Alex & Eve review: Alex Lykos's star-crossed Greek and Muslim lovers Australia's answer to Romeo and Juliet A genuinely funny comedy about star-crossed lovers from. "The movie was disjointed, the characters listless, and the plot jumped around so much it was hard to follow. The writers and the actors obviously wanted to be done with the series." Guess I give up! Directed by Joel Fendelman, Patrick Daly. With Taoufik Abid, Diab Ahmar, Amer Almaaly, Abdo Almasmary. 'David' tells the story of Daud, an eleven year old religious Muslim boy growing up in Brooklyn.

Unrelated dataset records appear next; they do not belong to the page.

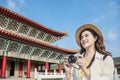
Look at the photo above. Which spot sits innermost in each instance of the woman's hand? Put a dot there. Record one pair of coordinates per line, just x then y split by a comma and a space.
67, 68
81, 61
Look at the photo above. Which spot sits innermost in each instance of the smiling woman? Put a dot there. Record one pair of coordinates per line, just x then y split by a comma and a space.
96, 63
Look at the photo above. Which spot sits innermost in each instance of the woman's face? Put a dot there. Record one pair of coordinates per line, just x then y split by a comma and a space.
87, 39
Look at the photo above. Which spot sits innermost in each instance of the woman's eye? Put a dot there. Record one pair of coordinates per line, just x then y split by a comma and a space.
86, 35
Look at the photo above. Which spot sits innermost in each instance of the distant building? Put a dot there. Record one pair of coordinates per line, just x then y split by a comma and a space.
26, 45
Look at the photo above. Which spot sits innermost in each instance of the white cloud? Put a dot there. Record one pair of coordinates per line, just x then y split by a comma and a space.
16, 5
112, 35
98, 19
11, 4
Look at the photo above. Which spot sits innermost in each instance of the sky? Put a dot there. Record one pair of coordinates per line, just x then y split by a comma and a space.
68, 15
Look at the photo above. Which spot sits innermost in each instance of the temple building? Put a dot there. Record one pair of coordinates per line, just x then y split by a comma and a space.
26, 45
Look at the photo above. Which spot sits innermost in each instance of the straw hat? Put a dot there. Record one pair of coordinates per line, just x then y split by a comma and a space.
87, 26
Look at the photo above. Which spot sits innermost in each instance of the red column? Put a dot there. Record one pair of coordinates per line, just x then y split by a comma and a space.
47, 66
3, 71
28, 68
20, 69
59, 68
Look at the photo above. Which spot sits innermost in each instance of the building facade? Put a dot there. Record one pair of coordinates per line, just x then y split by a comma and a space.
26, 45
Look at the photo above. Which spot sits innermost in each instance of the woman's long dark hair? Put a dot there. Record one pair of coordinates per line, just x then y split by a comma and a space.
99, 45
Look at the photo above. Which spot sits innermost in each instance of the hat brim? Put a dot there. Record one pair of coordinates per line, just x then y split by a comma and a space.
87, 26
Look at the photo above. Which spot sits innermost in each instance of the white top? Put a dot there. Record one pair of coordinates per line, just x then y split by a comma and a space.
99, 70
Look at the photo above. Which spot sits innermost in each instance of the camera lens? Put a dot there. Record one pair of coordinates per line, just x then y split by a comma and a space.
72, 59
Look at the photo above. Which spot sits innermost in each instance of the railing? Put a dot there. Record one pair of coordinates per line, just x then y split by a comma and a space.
46, 76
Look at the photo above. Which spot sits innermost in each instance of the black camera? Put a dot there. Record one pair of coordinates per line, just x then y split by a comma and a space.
72, 59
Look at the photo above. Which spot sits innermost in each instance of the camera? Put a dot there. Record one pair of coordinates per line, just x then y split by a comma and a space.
72, 59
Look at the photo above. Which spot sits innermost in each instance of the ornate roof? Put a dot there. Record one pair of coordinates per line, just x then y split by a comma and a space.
30, 22
27, 39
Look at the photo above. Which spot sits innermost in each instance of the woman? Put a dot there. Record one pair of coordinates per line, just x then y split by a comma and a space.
94, 62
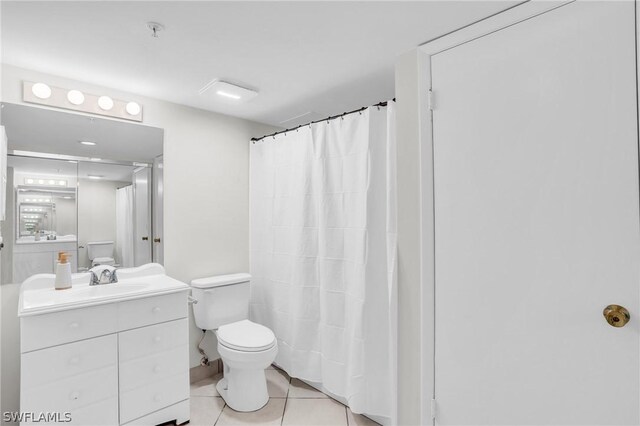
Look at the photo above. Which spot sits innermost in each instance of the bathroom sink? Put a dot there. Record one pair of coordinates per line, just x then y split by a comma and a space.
38, 295
110, 289
83, 293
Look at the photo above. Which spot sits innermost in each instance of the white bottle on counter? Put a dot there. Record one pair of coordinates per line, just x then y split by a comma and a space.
63, 272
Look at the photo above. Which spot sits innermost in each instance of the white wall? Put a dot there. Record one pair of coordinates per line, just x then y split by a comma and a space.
206, 171
415, 379
96, 214
66, 217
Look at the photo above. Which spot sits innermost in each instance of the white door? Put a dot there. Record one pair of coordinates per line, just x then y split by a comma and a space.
142, 213
158, 209
536, 222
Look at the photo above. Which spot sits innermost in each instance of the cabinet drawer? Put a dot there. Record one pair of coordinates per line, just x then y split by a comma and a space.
153, 339
56, 363
42, 331
72, 393
152, 310
153, 368
152, 397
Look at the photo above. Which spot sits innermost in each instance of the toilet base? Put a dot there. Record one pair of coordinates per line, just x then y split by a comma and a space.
248, 401
244, 385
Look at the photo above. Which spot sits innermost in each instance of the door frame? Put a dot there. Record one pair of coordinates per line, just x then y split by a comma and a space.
427, 100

Concealing his Muslim identity, Daud inadvertently befriends a group of Jewish boys who through a haphazard sequence of events mistake him for being Jewish and accept him as one of their own. Youssef is the creator and star of the Hulu series "Ramy." The dark comedy is loosely based on Youssef's life as a first-generation Muslim American millennial and the struggles that come with.

Trailer Muslim Star

It lacks much of the flash, fire and humor of Muhammad Ali and is shot more in the tone of a eulogy than a celebration. The film is long and plays longer, because it permits itself sequences that are drawn out to inexplicable lengths while hurrying past others that should have been dramatic. Kedarnath movie review: Director Abhishek Kapoor has made a dull, forgettable film, a wet weepie starring Sushant Singh Rajput and an 'okay' Sara Ali Khan.

Parents need to know that Wadjda is the first Saudi Arabian movie to be directed by a woman, and it centers on a feisty, independent girl who wants to ride a bicycle, wear sneakers, and be able to compete against her best friend -- a boy in the neighborhood. The movie explores the various religious traditions and laws that many Muslim girls and women have to follow, especially when it comes to. Osamah Sami—star and co-writer of the film, which he built from real-life family experience—said the film is "history-making, the first Muslim rom-com, so it's going to hopefully pave the. 'Taqwacores': Muslim, Misfit And Making A Noise Based on a cult novel, Eyad Zahra's film follows a straight-laced engineering student's discovery of the Islamic punk-rock scene. Radha Blank's film is an intimate, epic reckoning with age, ambition and everything else.